I have scripted the deployment of a dev RDS database. With our snapshots that can take up to ten minutes to deploy. IMHO that is fast enough that you can spin one up when you need it. The argument that I am facing is that they “always” need the RDS database. I disagree and set out to prove this.
I believe in public shaming to change behavior. So I started sending slack messages when I would see a database that was up for an extended period of time. But that approach did not work and took a lot of my time. The argument that came back was that they were “using” the database during that time. This was a daily manual process which was not fun for me. So I set out to automate this and get a little creative as well.
The bash script I am going to explain here can be found on my public gist. First off why is this bash? I am using the aws cli for all the heavy lifting so it made sense. Plus I love me some bash.

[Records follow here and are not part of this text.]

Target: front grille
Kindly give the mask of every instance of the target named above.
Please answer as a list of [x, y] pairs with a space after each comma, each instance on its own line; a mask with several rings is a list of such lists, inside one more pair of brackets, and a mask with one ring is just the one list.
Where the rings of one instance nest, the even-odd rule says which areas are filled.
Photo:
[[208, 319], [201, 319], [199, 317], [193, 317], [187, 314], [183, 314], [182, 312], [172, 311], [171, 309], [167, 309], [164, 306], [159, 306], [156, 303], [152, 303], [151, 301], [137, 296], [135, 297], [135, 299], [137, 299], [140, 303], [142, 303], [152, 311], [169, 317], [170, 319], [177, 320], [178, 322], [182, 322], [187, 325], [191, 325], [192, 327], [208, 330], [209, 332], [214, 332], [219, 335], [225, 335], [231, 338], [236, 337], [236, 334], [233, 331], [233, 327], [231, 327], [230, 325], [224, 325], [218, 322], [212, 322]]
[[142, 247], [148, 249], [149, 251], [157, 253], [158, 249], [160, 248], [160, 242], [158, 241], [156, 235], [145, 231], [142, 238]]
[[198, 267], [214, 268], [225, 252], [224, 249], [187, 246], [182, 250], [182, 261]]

First get all the databases that are “available”:
aws rds describe-db-instances --output text --query 'DBInstances[*].{DBInstanceIdentifier:DBInstanceIdentifier,InstanceCreateTime:InstanceCreateTime,DBInstanceStatus:DBInstanceStatus}' | grep available
Now that we have the list, let’s loop through it and use some cloudwatch metrics. Not many people realize the wealth of data in cloudwatch. In this script we are going to grab the “DatabaseConnections” metric. In my gist we are looking for how many database connections in the last hour. In my cron script I am looking over a 12 hour period. Kinda hard to say you needed that server when you have not even connected to it in the past 12 hours. You can change that as you need.
for j in $servers do server=$(echo "$j" | cut -f1 -d$'\t') update=$(echo "$j" | cut -f3 -d$'\t') connections=$(aws cloudwatch get-metric-statistics --metric-name DatabaseConnections --start-time $STARTDATE --end-time $UTCDATE --period $period --namespace AWS/RDS --statistics Maximum --dimensions Name=DBInstanceIdentifier,Value=$server --output text --query 'Datapoints[0].{Maximum:Maximum}') if [ "$connections" == "0.0" ] then echo "Server $server has been up since $update" echo "There have been $connections maximun connections in the last hour" echo "To terminate this instance run one of the following commands:" echo "aws rds delete-db-instance --db-instance-identifier $server --final-db-snapshot-identifier ${server}-final-${MYDATE}" echo "aws rds delete-db-instance --db-instance-identifier $server --skip-final-snapshot" echo "---------------------------------------------------------------------------------" fi done
In my production script I send the message to slack, but you can change that as you need. Now when this gets put in a public channel it is hard to defend.